Sunday August 19th, 2001
By Timothy Collings
After all the carefully laid plans that helped Michael Schumacher to his fourth Drivers' Championship and record-equalling 51st Grand Prix win in Hungary, Ferrari were left to improvise the celebration party.
Having won the Constructors' title for a third consecutive year as well, they had established themselves as the most professional and well-prepared team in the pitlane, but had forgotten to put any champagne on ice or book a party venue.
"I think we will improvise something," said Schumacher.
"It will be very wet. We did not expect this. We did not prepare anything by way of celebration because we thought it was too risky to think about that, but now we have won there will be some celebrating," said technical director Ross Brawn.
A few years ago, when others were in their pomp with the Maranello team, the priorities were very different. Lambrusco was served at lunchtimes for the mechanics, the drivers were celebrities and it was fun all the way - but without any results.
Before Schumacher arrived and turned the once highly-political and almost unmanageable Ferrari team into a winning machine, the Italians had languished for nearly two decades without a drivers' triumph to celebrate. Jody Scheckter of South Africa delivered their last pre-Schumacher drivers' title in 1979 and a stream of established men, including Frenchman Alain Prost, came and went without changing Ferrari's luck.
Prost, who went on to win four titles, departed in acrimonious circumstances after comparing his Ferrari car, at the end of the 1991, to a truck. The team dismissed him and he missed the season-ending Australian Grand Prix.
Only when Schumacher arrived at Ferrari in 1996, as one of the final parts in Frenchman Jean Todt's team-building exercise, did Ferrari begin to transform from also-rans into front-runners.

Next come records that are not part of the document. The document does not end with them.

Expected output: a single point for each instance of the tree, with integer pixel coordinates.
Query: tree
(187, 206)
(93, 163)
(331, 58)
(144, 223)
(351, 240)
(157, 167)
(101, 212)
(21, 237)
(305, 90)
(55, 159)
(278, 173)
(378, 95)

Schumacher was the catalyst of progress, attracting other men to join him, motivating everyone and setting an example as one of the most industrious drivers the team had seen.
So when Schumacher hinted he was ready to drop his guard and enjoy a celebration on Sunday evening, the team moved swiftly to arrange a dinner party to remember before making a triumphant return to Italy on Monday.
"This year's success is particularly sweet as we were up against two very strong rivals," said the team's champagne-soaked sporting director Jean Todt. "Tomorrow we return to Maranello to celebrate these titles with all of the Ferrari staff.
"In fact, at the moment, I am thinking mainly about all these people and their work which has contributed so much to this great result."
Todt also revealed that Schumacher had given his victors' trophy to Barrichello in recognition of the part the Brazilian had played in helping him to glory.
"I think we are in a Ferrari era, but we will not be taking anything for granted now and we will work very hard to continue this great period of Ferrari history," said Brawn, the Englishman whose partnership with Schumacher is widely recognised as the foundation on which the team's success has been built.
"We are excited about the car we have for next year, two very good drivers and a very good team, so let's hope it continues. But our ambition now is to do everything we can for Rubens and to get him into second place in the Championship. There is still a lot to fight for," he added.